Total Prep & Cook Time: 90 Min.
Twenty 3-inch cookies
Nutrition Data Per Serving, Vegan version, 65g: 270 calories, 36g carbohydrate, 13g fat, 96mg sodium, 2g dietary fiber, 7g protein, low in Sodium, and very low in Cholesterol, good source of Manganese. Estimated glycemic load: 21
Nutrition Data Per Serving, Ovo-Lacto version, 66g: 286 calories, 35g carbohydrate, 15g fat, 129mg sodium, 2g dietary fiber, 8g protein, low in Sodium, good source of Manganese. Estimated glycemic load: 20
Ingredients:
- 1 cup toasted hazelnuts, ground
- 1/4 cup organic cane sugar or coconut palm sugar
- 2 cups all-purpose flour
- 1/4 cup cocoa powder
- Optional: 1/2 tsp salt (note that veggie spread can be quite salty)
- 1 cup Earth Balance or other veggie spread
- 1 cup organic cane sugar or coconut palm sugar
- Egg Replacer: 2 Tbsp tapioca flour OR corn starch + 2 Tbsp or more unsweetened almond milk - enough to make a soft dough
- 1 tsp vanilla extract
- 1/2 cup semi-sweet chocolate chips
- Powdered sugar
- 3/4 cup raspberry jam
Directions:
Toasted Ground Hazelnuts:
- Preheat oven to 325 degrees F.
- Place nuts on a cookie sheet and bake for 8 - 10 minutes
- Allow to cool, place in a cloth towel, and rub gently to remove skins. Don't worry if you don't get all of them off.
- Grind nuts with 1/4 cup sugar in a food processor until they form a coarse meal
Cookie Dough:
- Mix flour, cocoa, and salt together in a bowl
- In a separate bowl, beat veggie spread and sugar until light and fluffy
- Beat in egg replacer and vanilla extract
- Melt the chocolate chips and add to the liquid ingredients
- Add hazelnut mixture to the liquid ingredients, mixing well.

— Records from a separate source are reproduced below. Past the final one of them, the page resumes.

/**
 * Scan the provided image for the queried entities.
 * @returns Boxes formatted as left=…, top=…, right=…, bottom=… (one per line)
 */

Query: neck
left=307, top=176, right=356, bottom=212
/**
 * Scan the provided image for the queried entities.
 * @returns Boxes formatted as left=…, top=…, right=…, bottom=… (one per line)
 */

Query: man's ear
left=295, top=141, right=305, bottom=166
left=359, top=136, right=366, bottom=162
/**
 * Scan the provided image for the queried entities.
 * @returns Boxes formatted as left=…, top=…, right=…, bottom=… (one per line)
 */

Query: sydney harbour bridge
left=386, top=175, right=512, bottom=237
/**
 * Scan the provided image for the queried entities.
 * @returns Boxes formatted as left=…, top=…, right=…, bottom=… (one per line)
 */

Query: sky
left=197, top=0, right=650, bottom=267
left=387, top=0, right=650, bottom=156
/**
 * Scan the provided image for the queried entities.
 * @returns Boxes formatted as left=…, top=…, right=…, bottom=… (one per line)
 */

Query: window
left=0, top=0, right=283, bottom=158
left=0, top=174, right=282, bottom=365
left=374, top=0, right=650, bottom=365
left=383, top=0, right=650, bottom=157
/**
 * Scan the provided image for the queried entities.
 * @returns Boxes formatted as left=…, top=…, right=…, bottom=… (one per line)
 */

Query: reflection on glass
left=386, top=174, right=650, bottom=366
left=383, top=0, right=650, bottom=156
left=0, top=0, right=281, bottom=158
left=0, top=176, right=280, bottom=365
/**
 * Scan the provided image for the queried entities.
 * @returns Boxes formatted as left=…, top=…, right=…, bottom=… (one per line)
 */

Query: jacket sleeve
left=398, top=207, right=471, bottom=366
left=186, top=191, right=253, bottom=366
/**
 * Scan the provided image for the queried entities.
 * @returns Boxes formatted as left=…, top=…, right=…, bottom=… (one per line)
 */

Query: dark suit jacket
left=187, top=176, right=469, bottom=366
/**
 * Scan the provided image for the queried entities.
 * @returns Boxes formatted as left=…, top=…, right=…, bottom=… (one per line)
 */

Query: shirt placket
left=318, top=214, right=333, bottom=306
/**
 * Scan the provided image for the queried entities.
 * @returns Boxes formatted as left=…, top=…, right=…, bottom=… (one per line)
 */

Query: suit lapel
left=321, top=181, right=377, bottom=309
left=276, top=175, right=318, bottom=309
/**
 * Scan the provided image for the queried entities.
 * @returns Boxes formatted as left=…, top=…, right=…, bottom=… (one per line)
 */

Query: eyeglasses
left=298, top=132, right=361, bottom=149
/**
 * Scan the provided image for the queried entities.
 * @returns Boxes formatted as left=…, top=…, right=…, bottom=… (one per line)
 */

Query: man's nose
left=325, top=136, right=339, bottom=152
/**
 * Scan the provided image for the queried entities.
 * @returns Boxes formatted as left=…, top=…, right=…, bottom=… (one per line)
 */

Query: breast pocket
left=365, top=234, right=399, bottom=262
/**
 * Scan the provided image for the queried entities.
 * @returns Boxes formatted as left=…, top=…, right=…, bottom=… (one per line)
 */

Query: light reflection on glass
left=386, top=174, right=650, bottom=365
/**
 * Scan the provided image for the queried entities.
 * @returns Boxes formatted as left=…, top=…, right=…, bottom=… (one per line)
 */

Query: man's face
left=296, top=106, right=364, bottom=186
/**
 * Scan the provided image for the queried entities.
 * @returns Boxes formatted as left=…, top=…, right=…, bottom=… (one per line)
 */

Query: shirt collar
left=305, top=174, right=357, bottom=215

Beat in flour mixture until completely incorporated
- Form the dough into a ball, cut in half, and form 2 disks
- Wrap and refrigerate for at least 1 hour until firm
- Pre-heat oven to 350 degrees F.
- Grease cookie sheets, or line with parchment paper
- Roll each disk of dough 1/4 inch thick
- Cut out 40 cookies using a 3 inch heart-shaped cookie cutter
- For the top layer, use a 1-inch cookie cutter to cut a 2nd heart in the center of 1/2 of the cookies
- Transfer the cookies to baking sheets and bake for 10 - 12 minutes. Cool completely on racks
- Lightly dust the top cookies (with the center heart cut-out) with powdered sugar while still a little warm, so the sugar will stick
- Spread each cooled bottom cookie with 1 tsp of jam, leaving a 1/4 inch border around the edge, and cover with a top cookie
Recipe Tips:
Use enough non-dairy milk to make a rollable cookie dough.
Sarah recommends using parchment paper for lining cookie sheets - no oil needed, no sticking to the pan, even browning, no burning.
You'll need a 3 inch and a 1 inch heart shaped cookie cutters for this recipe. If you can't find a 1 inch heart cookie cutter, make them without the center cut out - they'll be just as blissful!